Paranoid v2.00 is now live, It should be up on CPAN soon as well. Please be aware that with this update I've also split out three modules into their own distributions since they required optional dependencies. This removes that ambiguity:

May 13, 2016

After quite the hiatus from posting it's time to get this site up to date. While I loathe updating web sites it's not like I haven't been coding, I've just haven't been sharing. If there ever was a time to share, however, it would be now.

I've spend most of the last ten years eating my own dog food, building most of my internal (and professional) code bases on my libraries. While those libraries have been effective, they haven't always been pleasant. As I've evolved as a hacker I've had to resign myself to dealing with a pragmatic reality that has refused, in many cases, to bend to my will.

Any of you who know me personally -- apologies for that, btw -- know that I've had a very long fixation on secure programming. All effective security has a cost and finding the sweet spot between effective security and usability is a constant balancing act. Both for the user and the developer.

I have been guilty for a long time of erroring on the side of the user. Not so much in usability -- again, sorry for that ;-) -- but in trying to guarantee effective security. It is in that obsessiveness that I managed to cross both the users and the developers. The best security in the world means nothing if it's so unpleasant that no one wants to use it.

All of which brings me to one of the most important lessons I could learn as a library developer: Don't be a dick, especially to other developers. It is perhaps ironic that as a cyber-recluse it took some time for me to recognize while slinging code that "that Paranoid guy's a dick." When I don't like using my own code, there's a problem. Therefore, I must reform.

I have spent considerable time over the last year rewriting my libraries, sometimes rewriting them entirely from scratch. The intent was to make the API more enjoyable to use while minimizing any adverse impact on the security goals.

For my Perl modules most of this is in the little details. Eliminating the use of function prototypes to make it easier to pass in arguments in list form, rather than explicitly by value. Or deploying prototypes only where it makes syntax more pleasant so the developer doesn't have to explicitly pass data structures by reference. By not croaking at every imagined offense, instead just exiting with a false return value.

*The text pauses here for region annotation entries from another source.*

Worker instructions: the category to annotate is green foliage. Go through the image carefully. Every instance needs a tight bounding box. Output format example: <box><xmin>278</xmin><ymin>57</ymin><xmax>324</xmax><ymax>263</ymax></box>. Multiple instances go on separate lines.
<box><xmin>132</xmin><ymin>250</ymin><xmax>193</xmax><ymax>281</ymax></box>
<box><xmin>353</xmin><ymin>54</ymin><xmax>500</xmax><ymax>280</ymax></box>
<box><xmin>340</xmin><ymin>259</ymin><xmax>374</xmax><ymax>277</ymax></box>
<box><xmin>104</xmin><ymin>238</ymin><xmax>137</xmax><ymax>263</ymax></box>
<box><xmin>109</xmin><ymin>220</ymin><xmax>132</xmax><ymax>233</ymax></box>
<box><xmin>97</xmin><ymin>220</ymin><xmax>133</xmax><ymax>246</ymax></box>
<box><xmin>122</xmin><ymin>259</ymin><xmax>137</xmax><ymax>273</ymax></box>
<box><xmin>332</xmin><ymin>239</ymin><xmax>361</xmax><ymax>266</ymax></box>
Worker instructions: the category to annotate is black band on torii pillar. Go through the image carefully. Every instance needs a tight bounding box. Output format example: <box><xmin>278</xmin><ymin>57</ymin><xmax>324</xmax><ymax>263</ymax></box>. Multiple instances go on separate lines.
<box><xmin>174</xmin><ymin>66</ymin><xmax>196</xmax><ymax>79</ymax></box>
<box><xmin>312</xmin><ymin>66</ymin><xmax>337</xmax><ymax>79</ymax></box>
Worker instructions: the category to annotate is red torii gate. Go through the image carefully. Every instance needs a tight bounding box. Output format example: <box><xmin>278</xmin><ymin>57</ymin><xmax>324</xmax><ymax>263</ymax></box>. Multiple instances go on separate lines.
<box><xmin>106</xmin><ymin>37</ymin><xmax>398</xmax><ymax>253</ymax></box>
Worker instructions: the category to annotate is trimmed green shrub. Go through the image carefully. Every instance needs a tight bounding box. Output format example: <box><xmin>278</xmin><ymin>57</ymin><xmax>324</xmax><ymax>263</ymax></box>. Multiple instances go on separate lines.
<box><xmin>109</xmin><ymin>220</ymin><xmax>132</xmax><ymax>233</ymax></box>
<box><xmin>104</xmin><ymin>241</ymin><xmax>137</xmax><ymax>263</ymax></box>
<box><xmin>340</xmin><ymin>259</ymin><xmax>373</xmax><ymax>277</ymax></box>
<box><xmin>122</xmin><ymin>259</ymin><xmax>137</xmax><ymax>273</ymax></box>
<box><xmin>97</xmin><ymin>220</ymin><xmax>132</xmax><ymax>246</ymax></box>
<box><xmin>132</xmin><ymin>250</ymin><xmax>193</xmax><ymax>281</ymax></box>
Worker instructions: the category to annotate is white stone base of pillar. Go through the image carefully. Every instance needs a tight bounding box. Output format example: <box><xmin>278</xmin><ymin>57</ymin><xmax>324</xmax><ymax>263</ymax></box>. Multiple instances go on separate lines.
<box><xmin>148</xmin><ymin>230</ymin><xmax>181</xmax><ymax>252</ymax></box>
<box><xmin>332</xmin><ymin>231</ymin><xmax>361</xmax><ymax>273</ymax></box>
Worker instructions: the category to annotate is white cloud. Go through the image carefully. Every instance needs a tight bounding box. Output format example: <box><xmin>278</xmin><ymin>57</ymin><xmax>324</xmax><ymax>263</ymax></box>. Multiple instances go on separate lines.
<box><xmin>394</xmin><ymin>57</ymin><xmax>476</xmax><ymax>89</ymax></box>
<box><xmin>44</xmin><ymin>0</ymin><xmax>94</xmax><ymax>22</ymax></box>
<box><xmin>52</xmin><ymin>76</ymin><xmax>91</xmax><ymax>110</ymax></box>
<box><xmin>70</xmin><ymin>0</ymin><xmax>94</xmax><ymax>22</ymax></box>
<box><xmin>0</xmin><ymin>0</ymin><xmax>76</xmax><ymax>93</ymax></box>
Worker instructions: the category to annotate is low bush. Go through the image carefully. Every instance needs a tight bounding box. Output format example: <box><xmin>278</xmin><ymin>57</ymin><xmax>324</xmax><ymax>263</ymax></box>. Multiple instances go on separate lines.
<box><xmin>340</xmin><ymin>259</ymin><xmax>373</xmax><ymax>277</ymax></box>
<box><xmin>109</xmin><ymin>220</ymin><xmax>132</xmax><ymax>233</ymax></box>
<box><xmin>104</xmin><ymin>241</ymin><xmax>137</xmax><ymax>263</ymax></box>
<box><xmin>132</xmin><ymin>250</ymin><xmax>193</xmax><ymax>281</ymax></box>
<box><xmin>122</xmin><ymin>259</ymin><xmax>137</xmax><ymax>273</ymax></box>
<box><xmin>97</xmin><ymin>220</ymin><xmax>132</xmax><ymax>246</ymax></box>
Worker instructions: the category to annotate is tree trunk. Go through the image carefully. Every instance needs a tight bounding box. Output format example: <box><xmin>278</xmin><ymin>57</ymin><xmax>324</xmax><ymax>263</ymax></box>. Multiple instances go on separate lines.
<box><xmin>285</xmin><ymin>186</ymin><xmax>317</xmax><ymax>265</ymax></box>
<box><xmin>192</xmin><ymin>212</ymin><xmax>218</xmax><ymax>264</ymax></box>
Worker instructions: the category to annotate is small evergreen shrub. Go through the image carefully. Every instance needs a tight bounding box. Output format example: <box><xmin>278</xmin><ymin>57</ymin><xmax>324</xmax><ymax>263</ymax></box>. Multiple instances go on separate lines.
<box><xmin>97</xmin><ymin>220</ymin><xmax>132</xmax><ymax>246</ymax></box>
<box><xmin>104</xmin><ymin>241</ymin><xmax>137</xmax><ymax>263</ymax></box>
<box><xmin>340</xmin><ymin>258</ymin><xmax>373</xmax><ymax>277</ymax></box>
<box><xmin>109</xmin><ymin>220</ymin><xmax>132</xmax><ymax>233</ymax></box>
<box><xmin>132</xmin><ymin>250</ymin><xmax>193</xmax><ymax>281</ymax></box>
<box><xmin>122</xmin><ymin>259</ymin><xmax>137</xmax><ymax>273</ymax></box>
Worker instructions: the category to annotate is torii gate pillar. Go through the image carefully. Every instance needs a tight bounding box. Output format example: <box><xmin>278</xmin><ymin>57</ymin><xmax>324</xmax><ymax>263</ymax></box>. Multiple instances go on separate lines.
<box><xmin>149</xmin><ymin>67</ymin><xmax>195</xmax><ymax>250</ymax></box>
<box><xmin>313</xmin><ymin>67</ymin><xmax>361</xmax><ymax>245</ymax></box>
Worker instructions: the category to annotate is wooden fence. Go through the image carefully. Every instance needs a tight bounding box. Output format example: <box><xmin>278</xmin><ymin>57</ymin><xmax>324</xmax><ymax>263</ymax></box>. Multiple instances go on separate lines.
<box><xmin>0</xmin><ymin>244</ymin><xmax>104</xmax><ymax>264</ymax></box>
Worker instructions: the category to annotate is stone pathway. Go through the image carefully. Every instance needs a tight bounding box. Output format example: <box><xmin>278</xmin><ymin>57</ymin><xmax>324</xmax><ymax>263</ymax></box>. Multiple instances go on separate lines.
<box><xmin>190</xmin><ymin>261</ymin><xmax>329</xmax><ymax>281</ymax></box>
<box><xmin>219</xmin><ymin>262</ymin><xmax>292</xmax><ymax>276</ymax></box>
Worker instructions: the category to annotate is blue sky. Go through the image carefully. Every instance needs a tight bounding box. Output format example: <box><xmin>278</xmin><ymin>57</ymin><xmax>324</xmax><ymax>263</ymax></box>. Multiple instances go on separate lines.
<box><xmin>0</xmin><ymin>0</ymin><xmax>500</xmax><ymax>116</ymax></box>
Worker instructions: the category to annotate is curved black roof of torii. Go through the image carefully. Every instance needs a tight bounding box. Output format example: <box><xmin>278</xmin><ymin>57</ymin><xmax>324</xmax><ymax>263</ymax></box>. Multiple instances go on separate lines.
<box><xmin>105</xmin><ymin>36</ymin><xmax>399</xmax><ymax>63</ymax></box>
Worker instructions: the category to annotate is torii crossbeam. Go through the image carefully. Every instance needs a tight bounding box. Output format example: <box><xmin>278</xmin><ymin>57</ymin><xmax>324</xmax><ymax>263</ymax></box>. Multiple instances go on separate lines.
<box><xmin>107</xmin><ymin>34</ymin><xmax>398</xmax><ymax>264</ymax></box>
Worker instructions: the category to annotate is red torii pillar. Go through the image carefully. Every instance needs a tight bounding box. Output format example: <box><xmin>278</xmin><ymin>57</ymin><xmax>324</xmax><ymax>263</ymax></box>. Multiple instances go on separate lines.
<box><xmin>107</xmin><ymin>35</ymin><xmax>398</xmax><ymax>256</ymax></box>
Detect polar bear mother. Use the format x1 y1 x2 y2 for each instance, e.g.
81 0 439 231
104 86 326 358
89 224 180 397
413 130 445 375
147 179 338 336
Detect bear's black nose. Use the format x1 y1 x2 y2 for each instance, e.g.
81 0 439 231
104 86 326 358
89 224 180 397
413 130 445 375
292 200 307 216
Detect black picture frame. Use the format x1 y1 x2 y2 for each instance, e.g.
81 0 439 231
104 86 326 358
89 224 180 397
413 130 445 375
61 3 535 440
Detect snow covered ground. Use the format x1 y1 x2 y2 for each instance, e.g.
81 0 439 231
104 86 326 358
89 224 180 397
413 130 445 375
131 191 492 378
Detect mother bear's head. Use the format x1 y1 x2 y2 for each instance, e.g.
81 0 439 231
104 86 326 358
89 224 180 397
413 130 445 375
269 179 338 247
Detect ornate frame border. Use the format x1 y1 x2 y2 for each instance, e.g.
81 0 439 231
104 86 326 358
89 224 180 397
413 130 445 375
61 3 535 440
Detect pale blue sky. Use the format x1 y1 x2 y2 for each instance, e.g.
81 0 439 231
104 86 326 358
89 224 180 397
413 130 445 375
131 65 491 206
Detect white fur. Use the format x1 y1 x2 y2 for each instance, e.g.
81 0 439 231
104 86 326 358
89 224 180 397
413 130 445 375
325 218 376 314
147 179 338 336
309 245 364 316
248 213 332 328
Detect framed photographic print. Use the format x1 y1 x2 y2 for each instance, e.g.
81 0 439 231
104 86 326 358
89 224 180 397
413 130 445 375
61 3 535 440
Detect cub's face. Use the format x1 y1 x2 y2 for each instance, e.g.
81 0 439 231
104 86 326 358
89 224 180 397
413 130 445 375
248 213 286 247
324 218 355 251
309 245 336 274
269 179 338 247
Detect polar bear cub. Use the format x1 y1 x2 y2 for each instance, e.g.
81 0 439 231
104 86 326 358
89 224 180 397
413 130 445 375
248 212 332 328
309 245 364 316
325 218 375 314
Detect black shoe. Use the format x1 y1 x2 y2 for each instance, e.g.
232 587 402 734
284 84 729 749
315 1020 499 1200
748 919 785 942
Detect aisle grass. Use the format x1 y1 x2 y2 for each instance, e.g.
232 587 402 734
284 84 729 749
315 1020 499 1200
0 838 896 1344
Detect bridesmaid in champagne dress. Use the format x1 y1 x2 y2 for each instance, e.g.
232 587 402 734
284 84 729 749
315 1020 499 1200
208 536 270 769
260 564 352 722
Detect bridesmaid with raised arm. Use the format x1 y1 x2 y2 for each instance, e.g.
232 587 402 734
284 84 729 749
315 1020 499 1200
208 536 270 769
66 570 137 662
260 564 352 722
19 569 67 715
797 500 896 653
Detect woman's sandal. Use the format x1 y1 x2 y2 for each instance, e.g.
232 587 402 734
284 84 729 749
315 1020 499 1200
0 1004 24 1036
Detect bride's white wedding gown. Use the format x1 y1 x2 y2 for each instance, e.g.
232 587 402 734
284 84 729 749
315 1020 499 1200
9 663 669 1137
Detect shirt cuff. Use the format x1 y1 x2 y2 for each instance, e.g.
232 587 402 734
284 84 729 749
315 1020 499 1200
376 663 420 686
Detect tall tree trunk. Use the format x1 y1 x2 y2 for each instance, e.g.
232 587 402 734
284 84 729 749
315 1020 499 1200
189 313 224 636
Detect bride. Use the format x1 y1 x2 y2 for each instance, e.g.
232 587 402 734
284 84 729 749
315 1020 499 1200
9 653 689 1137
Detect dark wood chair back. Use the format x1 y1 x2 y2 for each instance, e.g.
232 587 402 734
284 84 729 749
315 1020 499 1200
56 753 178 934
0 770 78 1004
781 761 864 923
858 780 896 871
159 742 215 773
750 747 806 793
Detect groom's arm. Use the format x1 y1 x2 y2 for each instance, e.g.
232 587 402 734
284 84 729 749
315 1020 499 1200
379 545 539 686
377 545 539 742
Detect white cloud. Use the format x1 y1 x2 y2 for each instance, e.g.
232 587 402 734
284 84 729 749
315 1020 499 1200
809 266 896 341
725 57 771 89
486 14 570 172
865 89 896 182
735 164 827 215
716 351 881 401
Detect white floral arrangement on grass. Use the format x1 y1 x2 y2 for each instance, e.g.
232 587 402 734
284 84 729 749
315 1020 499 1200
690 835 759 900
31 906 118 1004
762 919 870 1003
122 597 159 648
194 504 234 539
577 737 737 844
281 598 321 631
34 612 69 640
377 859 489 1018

With some of my foundational libraries already updated the race is now on to port the rest of the software that relies on it to the new API. That does mean, unfortunately, that software on this site is effectively broken if you grab the last revs of everything and try to build with it. My commitment to you is that I finish porting the broken software to the new API by the end of the month.

So there we have it. The ogre pokes his head out of his cave and has makes his proclamation. I have no intention of stopping my existence as an ogre, but in a small deviation I am very interested in feedback to these updates as I upload them. I am very excited about these changes, it's been a revelation -- to me, at least -- how much an API can affect one's eagerness to sling new code. The old APIs had really worn me down.

I'll leave it at that. Thank you for your time. Happy hacking!